While the precise reasons behind the continued outflows from US sustainable funds cannot be perfectly quantified, Morningstar said attributing factors included high interest rates, moderate returns in 2023, concerns about greenwashing, and the persistent “politicisation” of environmental, social, and governance-focused investing.
Meanwhile, growth in sustainable funds in the US contracted by 3 per cent during the first quarter compared to 1.4 per cent overall growth for US funds. The quarter was also characterised by fund closures outpacing new launches, with only two new sustainable funds introduced compared to the liquidation of 10.
Notably, a majority of the funds discontinued were equity focused, with CCM Core Equity Impact fund QUAGX having amassed nearly US$72 million by the end of January 2024 before its closure.
Active and passive suffer equal losses
Outflows were split almost evenly between actively managed funds and index-tracking counterparts, with both groups shedding more than US$4 billion apiece during the period.
Two iShares passive funds led the charge for outflows, with investors pulling close to US$4 billion from iShares MSCI USA ESG Select ETF SUSA and iShares ESG Aware MSCI USA ETF ESGU during the quarter, coming in first and third, respectively, for losses.
Parnassus came second, with two funds – Parnassus Core Equity PRBLX and Parnassus Mid Cap PARMX – ranking among the worst for first-quarter withdrawals.

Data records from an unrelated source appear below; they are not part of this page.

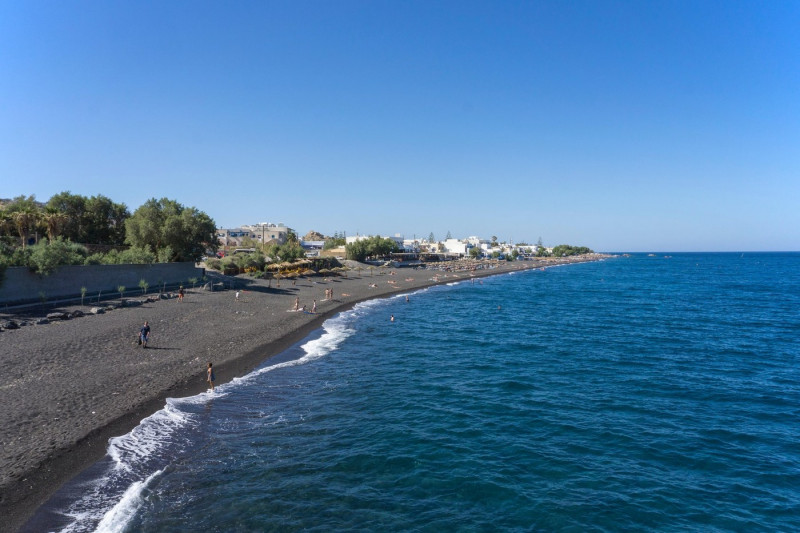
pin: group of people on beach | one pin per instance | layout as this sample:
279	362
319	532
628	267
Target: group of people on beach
144	334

The duo lost US$2.3 billion together over the first quarter of 2024, according to Morningstar.
“Long known as the largest US sustainable fund, Parnassus Core Equity has been one of the 10 biggest losers in terms of outflows for two years straight, shedding more than US$4.3 billion over that period,” the firm noted.
“Parnassus attributes a portion of the fund’s outflows to the launch of a less expensive collective investment trust and the subsequent conversion of investors from one vehicle to the other.”
On the other side of the coin, the Fidelity US Sustainability Index FITLX, collected more than US$432 million during the period, while the Vanguard FTSE Social Index VFTNX recorded inflows of US$272 million.